Mindful Girl jumps up and down, cheering that our message will finally make it onto the desktop of Average Joe. Wellness Bitch, on the otherhand, snorts at the fact that MSNBC.com reports this as if it’s “just in.” A more accurate headline to this article would be “My Editor Finally Let Me Write This Story About The Connection Between Pesticides and ADHD Because Our Medical Advisory Board Approved the Study.”

Kudos to health writer JoNel Allecia for doing her part to educate the public. But her first sentence suggests she’s still unsure or answering to someone. “Exposure to pesticides used on common kid-friendly foods — including frozen blueberries, fresh strawberries and celery — appears to boost the chances that children will be diagnosed with ADHD,” she writes. (Emphasis is mine.) Really? We can’t just use the verb “boosts?” We have to soften it with “appears?” What’s the point of backing your story up with a scientific study if the credibility it lends doesn’t even allow you to use a nice active, direct verb? Jesus Christ, people! Grow a pair of balls!

It’s clear that even educated folks still have a little ways to go. I nthe article, one mom is quoted as saying she’d been feeding her child organic strawberries for a while, knowing that they’re on the “dirty dozen” list.
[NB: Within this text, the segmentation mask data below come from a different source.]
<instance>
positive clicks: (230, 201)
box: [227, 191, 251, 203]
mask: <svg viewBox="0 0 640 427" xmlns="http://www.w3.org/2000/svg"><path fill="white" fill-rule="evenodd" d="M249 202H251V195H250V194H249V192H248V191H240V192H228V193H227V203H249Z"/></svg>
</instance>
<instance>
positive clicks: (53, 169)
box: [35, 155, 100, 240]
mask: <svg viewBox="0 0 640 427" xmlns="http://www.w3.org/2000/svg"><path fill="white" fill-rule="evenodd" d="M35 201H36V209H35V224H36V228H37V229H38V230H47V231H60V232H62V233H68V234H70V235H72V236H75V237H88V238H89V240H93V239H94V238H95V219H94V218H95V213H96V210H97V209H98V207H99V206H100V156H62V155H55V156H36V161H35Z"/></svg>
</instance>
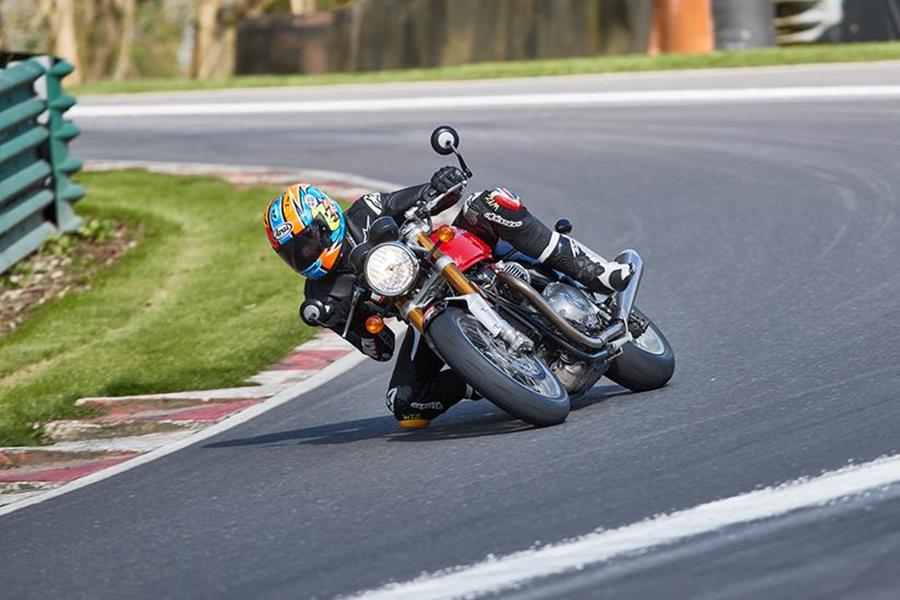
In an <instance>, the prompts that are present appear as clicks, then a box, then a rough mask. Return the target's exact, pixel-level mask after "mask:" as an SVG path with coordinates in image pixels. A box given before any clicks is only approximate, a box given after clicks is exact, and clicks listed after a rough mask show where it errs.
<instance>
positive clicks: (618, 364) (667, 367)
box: [606, 309, 675, 392]
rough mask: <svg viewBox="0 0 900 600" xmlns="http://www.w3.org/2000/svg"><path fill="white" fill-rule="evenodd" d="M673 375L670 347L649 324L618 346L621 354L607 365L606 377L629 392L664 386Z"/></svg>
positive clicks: (668, 342)
mask: <svg viewBox="0 0 900 600" xmlns="http://www.w3.org/2000/svg"><path fill="white" fill-rule="evenodd" d="M635 312H637V309H635ZM640 316H641V317H643V315H642V314H641V315H640ZM648 321H649V319H648ZM674 372H675V353H674V352H673V351H672V346H671V345H670V344H669V340H667V339H666V336H664V335H663V333H662V331H660V330H659V328H658V327H657V326H656V325H654V324H653V322H652V321H651V322H649V325H648V326H647V329H646V330H644V333H642V334H641V335H640V336H638V337H637V338H635V339H634V340H632V341H630V342H628V343H627V344H625V345H624V346H622V354H620V355H619V356H618V357H617V358H616V359H615V360H614V361H613V363H612V365H610V367H609V370H607V371H606V376H607V377H609V378H610V379H612V380H613V381H615V382H616V383H618V384H619V385H621V386H622V387H626V388H628V389H629V390H632V391H635V392H646V391H649V390H655V389H657V388H661V387H663V386H664V385H666V383H668V381H669V379H671V378H672V374H673V373H674Z"/></svg>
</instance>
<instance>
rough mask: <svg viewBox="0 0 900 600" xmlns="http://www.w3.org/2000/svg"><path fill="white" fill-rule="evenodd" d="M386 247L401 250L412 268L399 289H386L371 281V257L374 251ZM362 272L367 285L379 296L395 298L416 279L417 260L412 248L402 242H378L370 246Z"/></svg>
mask: <svg viewBox="0 0 900 600" xmlns="http://www.w3.org/2000/svg"><path fill="white" fill-rule="evenodd" d="M386 247H391V248H397V249H399V250H401V251H402V252H403V254H404V255H405V256H406V257H407V258H409V265H410V266H411V269H412V270H411V272H410V275H409V277H408V280H407V281H406V282H405V284H404V285H403V286H400V287H402V289H400V288H399V287H398V289H399V291H397V289H391V290H388V289H386V288H384V287H383V286H381V285H379V283H378V282H377V281H373V277H372V276H370V269H369V267H370V263H371V261H372V258H373V257H374V256H376V253H377V252H378V251H379V250H383V249H384V248H386ZM363 274H364V276H365V278H366V282H367V283H368V284H369V287H370V288H372V291H373V292H375V293H376V294H379V295H381V296H385V297H387V298H396V297H397V296H402V295H403V294H405V293H406V292H408V291H409V289H410V288H411V287H412V286H413V284H414V283H415V282H416V280H417V279H418V277H419V261H418V259H417V258H416V255H415V254H413V252H412V250H410V249H409V248H407V247H406V246H404V245H403V244H401V243H399V242H384V243H382V244H378V245H377V246H375V247H374V248H372V249H371V250H370V251H369V255H368V256H367V257H366V262H365V264H364V265H363Z"/></svg>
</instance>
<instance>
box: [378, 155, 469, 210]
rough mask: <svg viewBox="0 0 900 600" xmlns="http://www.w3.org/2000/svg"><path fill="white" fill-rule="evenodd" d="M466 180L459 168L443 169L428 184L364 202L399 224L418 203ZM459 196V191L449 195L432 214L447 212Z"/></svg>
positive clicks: (439, 193)
mask: <svg viewBox="0 0 900 600" xmlns="http://www.w3.org/2000/svg"><path fill="white" fill-rule="evenodd" d="M464 179H465V176H464V175H463V173H462V171H460V170H459V169H458V168H456V167H442V168H440V169H438V170H437V171H436V172H435V174H434V175H433V176H432V177H431V181H429V182H428V183H423V184H420V185H414V186H412V187H408V188H403V189H401V190H397V191H395V192H389V193H385V194H378V195H375V194H371V195H369V196H363V198H362V200H363V201H364V202H366V204H367V206H368V208H369V209H370V210H380V211H381V213H380V215H387V216H389V217H393V218H394V219H395V220H396V221H397V222H400V221H401V220H402V218H403V215H404V214H405V213H406V211H408V210H409V209H410V208H411V207H412V206H413V205H414V204H415V203H416V202H419V201H420V200H427V199H430V198H433V197H436V196H437V195H439V194H442V193H444V192H446V191H447V190H449V189H450V188H452V187H453V186H455V185H456V184H458V183H461V182H462V181H464ZM459 196H460V194H459V192H458V191H457V192H453V193H451V194H447V196H446V198H444V200H442V201H441V203H440V206H438V207H436V208H435V210H433V211H432V214H434V215H436V214H438V213H440V212H442V211H444V210H447V209H448V208H450V207H451V206H453V205H454V204H456V203H457V202H458V201H459ZM367 198H368V201H367ZM380 215H379V216H380Z"/></svg>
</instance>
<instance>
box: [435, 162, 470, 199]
mask: <svg viewBox="0 0 900 600" xmlns="http://www.w3.org/2000/svg"><path fill="white" fill-rule="evenodd" d="M465 180H466V176H465V175H463V172H462V171H460V170H459V169H458V168H457V167H441V168H440V169H438V170H437V171H435V173H434V175H432V176H431V187H432V188H434V189H435V190H436V191H437V192H438V193H439V194H443V193H446V192H447V190H449V189H451V188H453V186H455V185H458V184H460V183H462V182H463V181H465Z"/></svg>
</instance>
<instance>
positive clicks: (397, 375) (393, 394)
mask: <svg viewBox="0 0 900 600" xmlns="http://www.w3.org/2000/svg"><path fill="white" fill-rule="evenodd" d="M443 367H444V362H443V361H442V360H441V359H440V358H439V357H438V356H437V355H436V354H435V353H434V352H433V351H432V350H431V348H429V347H428V344H427V343H426V342H425V340H423V339H422V336H421V335H420V334H419V332H418V331H416V330H415V329H413V328H412V327H410V328H409V330H408V331H407V333H406V336H405V337H404V338H403V344H402V345H401V346H400V351H399V352H398V354H397V363H396V364H395V365H394V373H393V375H391V383H390V386H389V388H388V392H387V406H388V410H390V411H391V412H392V413H393V414H394V417H396V418H397V421H398V422H399V423H400V426H401V427H403V428H404V429H419V428H422V427H427V426H428V424H429V422H431V420H432V419H434V418H436V417H438V416H440V415H441V414H443V413H444V412H446V411H447V409H449V408H450V407H451V406H453V405H454V404H456V403H457V402H459V401H460V400H462V399H463V398H471V397H472V395H471V393H470V391H471V389H470V388H469V387H468V386H467V384H466V382H465V380H464V379H463V378H462V377H460V376H459V375H457V374H456V373H455V372H453V371H450V370H443V371H442V370H441V369H443Z"/></svg>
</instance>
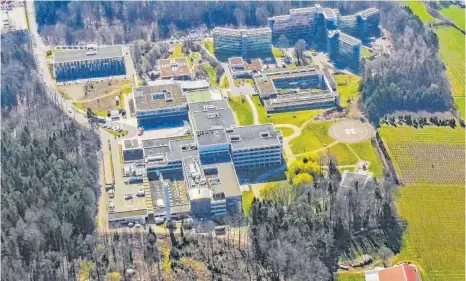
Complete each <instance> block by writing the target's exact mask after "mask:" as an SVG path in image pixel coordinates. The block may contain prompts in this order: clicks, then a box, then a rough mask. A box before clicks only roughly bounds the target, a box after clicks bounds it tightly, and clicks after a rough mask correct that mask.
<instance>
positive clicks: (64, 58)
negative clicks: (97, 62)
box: [53, 46, 123, 63]
mask: <svg viewBox="0 0 466 281" xmlns="http://www.w3.org/2000/svg"><path fill="white" fill-rule="evenodd" d="M119 57H123V50H122V49H121V46H111V47H102V48H97V49H95V50H92V49H91V50H70V51H63V52H55V53H54V54H53V60H54V62H55V63H63V62H77V61H85V60H97V59H111V58H119Z"/></svg>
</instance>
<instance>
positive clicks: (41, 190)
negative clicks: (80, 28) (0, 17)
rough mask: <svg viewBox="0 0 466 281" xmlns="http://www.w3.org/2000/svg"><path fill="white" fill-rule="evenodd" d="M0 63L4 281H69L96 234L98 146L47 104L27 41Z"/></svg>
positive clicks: (29, 43)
But she hadn’t given frozen strawberries “a second thought.”

Mindful Girl would smile and make a mental note to add frozen fruits to my lists when explaining which conventional fruits and veggies are the most toxic.

The Wellness Bitch would say, “Think people! Think!!!!!”

Since my two personas attract two different audiences (with some overlap), I will likely continue to straddle both worlds. One leg in the peaceful realm of Mindful Girl “making connections that make a difference.” And the other kicking you in the face in an effort to wake you the fuck up.

Speak up lil bitches

11 May

As you know, I am a wellness bitch loud and proud. People in my life have actually started introducing me that way to perfect strangers. Or, my husband for instance, will say something to the effect of, “watch out, here comes the wellness bitch.” As if I’m Bruce Banner morphing into the Incredible Hulk.

It’s all good.

What’s also fun is how much people relate to the concept of being a wellness bitch. I get comments like, “yeah, I’m the wellness bitch in my playgroup. People are terrified to bring snacks into my house without checking with me first.” Or yesterday, a practitioner I met for the first time said, “Is The Wellness Bitch anything like the Reiki Nazis I know?”

People who are passionate about health and wellness do not blend in with the crowd. They may not have a podium to speak on or rant daily on a blog, but people in their lives know what they’re up to.

For me, bitching usually happens around the topics of food, childbirth choice, parenting, education and health care. But I’m curious to know what you’re pissed off about. What WAKE UP CALLS are you sharing with your family and friends? What do you want to say that I may not be bitchin’ enough about?

Use The Wellness Bitch today as your podium. Go ahead. Rant. Here.

I’d say “keep it clean,” but that’d be hypocritical, wouldn’t it?

Excuses

4 May

I’m sitting in Room A of the Essex County Courthouse in Newark, NJ. It never occured to me that I might try to get out of jury duty by pleading chemical sensitivity. But now all I can think is “how long can I hold my breath?”